Por Mozart Neves Ramos
(Correio Braziliense ‐ Opinião ‐ 05/10/2017)
Não é de agora, mas sempre que se abate uma crise econômica no Brasil, apesar de os números mais recentes indicarem que o pior passou, o debate sobre a gratuidade do ensino superior público vem à tona. O atual cenário, contudo, parece-me diverso dos demais. Primeiro me assusta o silêncio da universidade, de suas principais lideranças, no debate nacional sobre o futuro do país. Talvez estejamos sem lideranças fortes, outais lideranças estejam se eximindo de uma participação maior no atual momento da vida brasileira. O segundo aspecto que me chama a atenção é que não se buscam novos modelos de atuação e de sustentabilidade para a universidade pública, não só econômica como social.
A maior universidade pública brasileira—a Universidade de São Paulo (USP)—vive uma crise financeira sem precedentes, e não é de agora. Só com a folha de pessoal, a USP consome mais do que o orçamento previsto, chegando a 105,7% dos recursos repassados pelo governo do Estado de São Paulo. Para manter o seu funcionamento, faz uso do chamado “colchão” financeiro, que foi de R$ 3,6 bilhões e, hoje, está com apenas R$ 1,3 bilhão. A situação das universidades federais também não é das melhores—elas vêm se mantendo a duras penas. O debate da autonomia dessas universidades se arrasta desde que me conheço por gente, como se costuma dizer popularmente.

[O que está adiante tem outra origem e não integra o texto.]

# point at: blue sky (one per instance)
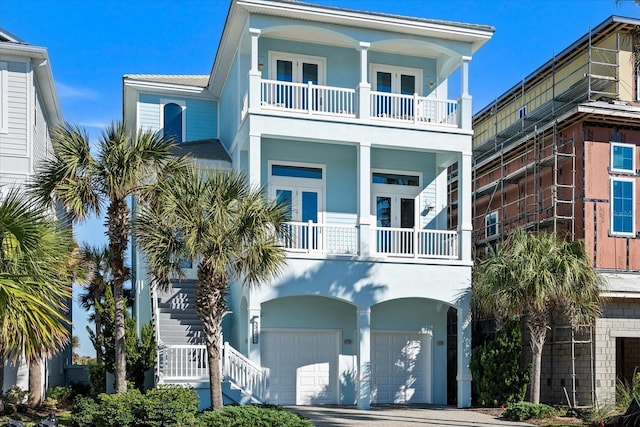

Para se eximir dos debates em torno do tema e de uma eventual lei que a normatize, alguns setores da universidade preferem entender que o artigo 207 da Constituição Federal é autoaplicável. Enquanto isso, o modelo de gestão dessas universidades se esgotou há tempo. Os reitores sabem disso. Para sair da crise, alguns setores da sociedade apontam a cobrança de mensalidade para alunos que podem pagar—a gratuidade se aplicaria apenas aos de baixa renda. Um tema politicamente espinhoso para a universidade enfrentar. Mas é preciso enfrentá-lo, ao menos para dizer que isso vai cobrir apenas parte do atual custo de manutenção, sem esquecer as mudanças legais que isso certamente acarretaria.
Alguns dizem que as universidades deveriam cobrir parte desses custos com prestação de serviços, especialmente nas áreas de pesquisa e de extensão, sem falar nos cursos de pós graduação lato sensu. Mas isso esbarra muitas vezes na interpretação da gratuidade plena, na visão dos órgãos de controle. Não me esqueço, quando reitor da Universidade Federal de Pernambuco (UFPE), do uso da Resolução de Prestação de Serviços para regulamentar parte das finalidades acima, após amplo e difícil debate no câmpus da universidade. No ano seguinte, recebi um duro questionamento dos técnicos de controle das contas públicas, pois estava ferindo a questão da gratuidade da instituição.
Mas há outras questões sobre as quais a universidade pública também deveria se debruçar e não o faz, pelo menos na intensidade esperada. Por exemplo, até 2024,no âmbito da meta12 do Plano Nacional de Educação (PNE), o percentual de jovens de 18 a 24 anos no ensino superior deve dobrar, saindo dos atuais17%e chegar a 33%. Para que essa expansão se faça sem comprometer a eventual qualidade, a universidade precisa colocar na agenda de prioridades a educação básica. E isso não acontece. A participação pífia das universidades na discussão da Base Nacional Comum Curricular (BNCC), que estabelecerá os direitos de aprendizagens para todos os alunos, da educação infantil ao ensino médio, é o reflexo desse distanciamento. A BNCC mexerá fortemente com a formação de professores, e isso tem tudo a ver com as universidades, ou não?
Além disso, não se pode continuar fazendo mais do mesmo, formando professores para a educação básica com o olhar do passado, muita teoria e uma prática docente que não dialoga com as necessidades da escola pública. É preciso prepara-los para as novas demandas do século 21, que estão a exigir o desenvolvimento de novas competências na formação plena das pessoas. As universidades públicas precisam enxergar com clareza o seu novo papel social e estratégico no país. Ninguém em sã consciência pode deixar, por exemplo, de reconhecer a contribuição dessas universidades na formação de doutores e mestres, e a qualidade de sua pós-graduação. Mas isso e outras justificativas dadas no passado não bastam para resolver os desafios atuais e futuros. É preciso repensar seu modelo de atuação e de sustentabilidade, para que não se vejam mais adiante no papel do peru indutivista de Bertrand Russell. A situação da Universidade Estadual do Rio de Janeiro (UERJ) parece não ter sido suficiente. O que mais é preciso?